An Autogenously Regulated Expression System for Gene Therapeutic Ocular Applications

Abstract

The future of treating inherited and acquired genetic diseases will be defined by our ability to introduce transgenes into cells and restore normal physiology. Here we describe an autogenous transgene regulatory system (ARES), based on the bacterial lac repressor, and demonstrate its utility for controlling the expression of a transgene in bacteria, eukaryotic cells, and in the retina of mice. This ARES system is inducible by the small non-pharmacologic molecule, Isopropyl β-D-1-thiogalactopyranoside (IPTG) that has no off-target effects in mammals. Following subretinal injection of an adeno-associated virus (AAV) vector encoding ARES, luciferase expression can be reversibly controlled in the murine retina by oral delivery of IPTG over three induction-repression cycles. The ability to induce transgene expression repeatedly via administration of an oral inducer in vivo, suggests that this type of regulatory system holds great promise for applications in human gene therapy.

Figure 1. Comparison of constitutively and autogenously regulated transgene systems in E. coli and HEK293T cells.
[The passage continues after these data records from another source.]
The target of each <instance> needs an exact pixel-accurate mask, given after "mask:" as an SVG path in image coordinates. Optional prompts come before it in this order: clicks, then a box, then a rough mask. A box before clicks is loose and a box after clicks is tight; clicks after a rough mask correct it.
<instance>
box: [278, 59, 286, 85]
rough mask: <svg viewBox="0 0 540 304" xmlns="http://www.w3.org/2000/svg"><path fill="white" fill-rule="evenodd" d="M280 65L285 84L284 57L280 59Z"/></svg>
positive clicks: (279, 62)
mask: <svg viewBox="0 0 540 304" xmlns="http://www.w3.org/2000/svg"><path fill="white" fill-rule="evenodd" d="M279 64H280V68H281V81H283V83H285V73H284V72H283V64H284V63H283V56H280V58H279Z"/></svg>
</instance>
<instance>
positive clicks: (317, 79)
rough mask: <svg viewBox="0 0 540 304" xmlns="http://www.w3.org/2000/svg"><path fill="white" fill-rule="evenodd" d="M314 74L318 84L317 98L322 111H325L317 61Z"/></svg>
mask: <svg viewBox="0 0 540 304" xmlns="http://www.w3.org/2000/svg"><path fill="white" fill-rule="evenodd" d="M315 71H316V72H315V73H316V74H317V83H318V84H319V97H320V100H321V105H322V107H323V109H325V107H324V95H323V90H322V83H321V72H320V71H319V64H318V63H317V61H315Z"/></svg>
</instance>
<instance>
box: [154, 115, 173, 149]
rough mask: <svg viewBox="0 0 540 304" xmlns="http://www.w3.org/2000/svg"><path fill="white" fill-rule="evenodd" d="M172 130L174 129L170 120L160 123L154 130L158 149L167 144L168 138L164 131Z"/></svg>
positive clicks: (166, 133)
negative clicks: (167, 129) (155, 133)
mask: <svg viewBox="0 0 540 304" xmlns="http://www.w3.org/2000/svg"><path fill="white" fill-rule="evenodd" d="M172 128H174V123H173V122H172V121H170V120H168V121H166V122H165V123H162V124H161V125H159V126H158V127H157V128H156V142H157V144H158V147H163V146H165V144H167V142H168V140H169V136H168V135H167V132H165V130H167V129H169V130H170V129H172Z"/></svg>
(A, B) Schematic diagram of the bacterial (A) classically regulated expression system (CRES) and (B) autogenously regulated expression system (ARES) tested in panels (C, D). Promoters, regulator genes, reporter genes, and operator sequence are indicated. (C) Mean normalized YFP fluorescence as a function of IPTG concentration for both the CRES and ARES in E. coli. Data were normalized to an E. coli tranformant expressing YFP under the control of a constitutive promoter. Data points represent mean +/− SEM, n = 5. (D) Mean normalized mCherry fluorescence of the lacI-mCherry fusion as a function of IPTG concentration for both CRES and ARES in E. coli. Data were normalized to an E. coli tranformant expressing lacI-mCherry under the control of a constitutive promoter. Data points represent mean +/− SEM, n = 5. (E, F) Schematic diagram of the eukaryotic (A) classically regulated expression system (CRES) and (B) autogenously regulated expression system (ARES) tested in panel (G). Promoters, regulator genes, reporter genes, polyadenylation sites, 2A cleavage signal, and operator sequence are indicated. (G) Mean YFP fluorescence as a function of IPTG concentration for both the CRES and ARES in transfected 293T cells. Data points represent mean +/− SEM, n = 3. (H) Mean luminescence as a function of IPTG concentration for the ARES encoding luciferase as a reporter in AAV-transduced 293T cells. Data points represent mean +/− SEM, n = 3.

Figure 2. The autogenous regulatory system is functional in mouse retina in vivo.

(A) Map of the autogenously regulated expression system (ARES) within an AAV production vector (AAV8.ARES.Luciferase). A CMV promoter controls the expression of both the lacI repressor and Luciferase, linked via a 2A peptide cleavage sequence. Orange boxes indicate lac operator sites. Intronic, polyadenylation, and AAV ITR sequences are indicated. (B) Live imaging of luciferase activity over a 33-day period in a representative animal subretinally injected with AAV8.ARES.luciferase in the right eye. (C) Live imaging of luciferase activity in the left, un-injected eye of the same animal as in panel (A). (D) Normalized integrated luminescence of the injected (right) eye were calculated by dividing the observed luminescence by the sum of luminescent measurements made in both the on and off states for each animal. Induction of luciferase in AAV injected eye increases significantly after administration of IPTG (P < 0.01). Green bars represent days of IPTG gavage. (E) The fold change was determined by evaluating the normalized integrated luminescence on day n relative to day m, where n and m are labeled on the x-axis as to illustrate dynamic regulation. A fold change >1 indicates induction of luciferase expression while fold change <1 indicates repression of luciferase expression. *p < 0.05, **p < 0.01, n = 8. (F) Histological sections of injected retinas from two representative animals stained with hematoxylin and eosin. (RPE, retinal pigmented epithelium, ONL, outer nuclear layer, INL, inner nuclear layer, GC, ganglion cell layer).